Fuming I ever started smoking

Thu, Feb 28, 2013, 00:00

   

Whenever he sees me lighting up a cigarette in the back garden, our grandson Liam always loudly declares that cigarettes are “yucky”.

His reaction to smoking delights me; let’s hope that it endures, despite the awful example I’m setting him. I have some reason to hope that this might be the case. Our elder son – to whom Liam is strikingly similar – also detested smoking when he was a child, and his attitude has never changed. If anything, it has hardened.

It appals me to recall how selfish and careless I was in the past with the health of my loved ones. When my eldest was Liam’s age, daily I ran the risk of doing him more damage than just setting a bad example. Then, there was no such thing as retreating to the back garden for a cigarette; I smoked when and wherever I liked. Most often in the comfort of our living room, forcing my children and their mother, and whoever else happened to be present, to share in the poisonous fumes of my addiction. My behaviour didn’t change throughout the childhood years of our three youngsters.

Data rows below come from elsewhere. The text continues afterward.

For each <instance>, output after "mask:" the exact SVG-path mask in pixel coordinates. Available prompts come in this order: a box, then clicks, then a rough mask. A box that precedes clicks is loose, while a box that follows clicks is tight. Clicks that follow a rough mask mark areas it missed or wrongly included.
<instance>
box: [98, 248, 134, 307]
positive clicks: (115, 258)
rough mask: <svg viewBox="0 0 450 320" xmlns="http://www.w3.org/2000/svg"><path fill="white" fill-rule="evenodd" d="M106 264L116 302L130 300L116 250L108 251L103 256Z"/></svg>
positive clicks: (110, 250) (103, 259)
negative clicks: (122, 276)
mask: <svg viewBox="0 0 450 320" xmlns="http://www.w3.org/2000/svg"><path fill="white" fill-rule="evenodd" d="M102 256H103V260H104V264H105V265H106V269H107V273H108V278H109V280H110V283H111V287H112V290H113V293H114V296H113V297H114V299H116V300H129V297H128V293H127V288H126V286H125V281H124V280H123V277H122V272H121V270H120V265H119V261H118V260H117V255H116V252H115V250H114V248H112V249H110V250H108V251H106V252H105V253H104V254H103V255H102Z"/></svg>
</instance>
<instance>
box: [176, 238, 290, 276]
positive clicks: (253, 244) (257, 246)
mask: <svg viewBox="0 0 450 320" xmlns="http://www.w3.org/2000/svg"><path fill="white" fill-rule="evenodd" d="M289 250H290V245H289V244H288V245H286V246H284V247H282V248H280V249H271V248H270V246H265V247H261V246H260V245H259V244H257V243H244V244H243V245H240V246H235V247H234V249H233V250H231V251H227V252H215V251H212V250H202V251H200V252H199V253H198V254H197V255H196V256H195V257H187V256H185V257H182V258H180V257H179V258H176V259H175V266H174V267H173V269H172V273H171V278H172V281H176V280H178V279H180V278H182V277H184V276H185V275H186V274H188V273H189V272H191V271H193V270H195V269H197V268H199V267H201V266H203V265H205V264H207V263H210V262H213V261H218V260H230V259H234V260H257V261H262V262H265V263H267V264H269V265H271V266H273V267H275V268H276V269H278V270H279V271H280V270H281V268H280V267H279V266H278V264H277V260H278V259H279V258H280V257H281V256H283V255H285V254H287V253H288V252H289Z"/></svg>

Thankfully, attitudes to smoking have changed over the past, relatively few years. When I was growing up, and long into my adulthood, virtually every grown-up male smoked. And there was not the slightest allowance made for those who might not.

Indeed, such was our sense of entitlement, we didn’t even allow for others to determine how we behaved on their property. For instance, as soon as the smoker had plonked himself down on a friend’s or neighbour’s settee, he would light up a cigarette and look around for an ashtray. The notion of asking if it was permissible to smoke never crossed our minds.

It was the same if someone was kind enough to offer the smoker a lift in their car. The vehicle would have hardly begun to move before the addict was puffing away, regardless of whether the driver shared his addiction, or of who else was in the vehicle.

I remember a neighbour of ours putting a “No Smoking” sticker on the dashboard of his car – the first I ever saw. On this evidence alone, he was henceforth considered to be a bit odd.

Smokers ruled in those days: with untrammelled freedom to indulge on buses, trains, planes and in the cinema and pub.

When common sense eventually began to prevail and some restrictions were placed on smoking in public, like virtually every other nicotine addict, I railed against them. What nonsense we spouted in our opposition, declaring that the smoking bans were undemocratic as they clearly restricted freedom of choice, and therefore impinged upon a basic human right.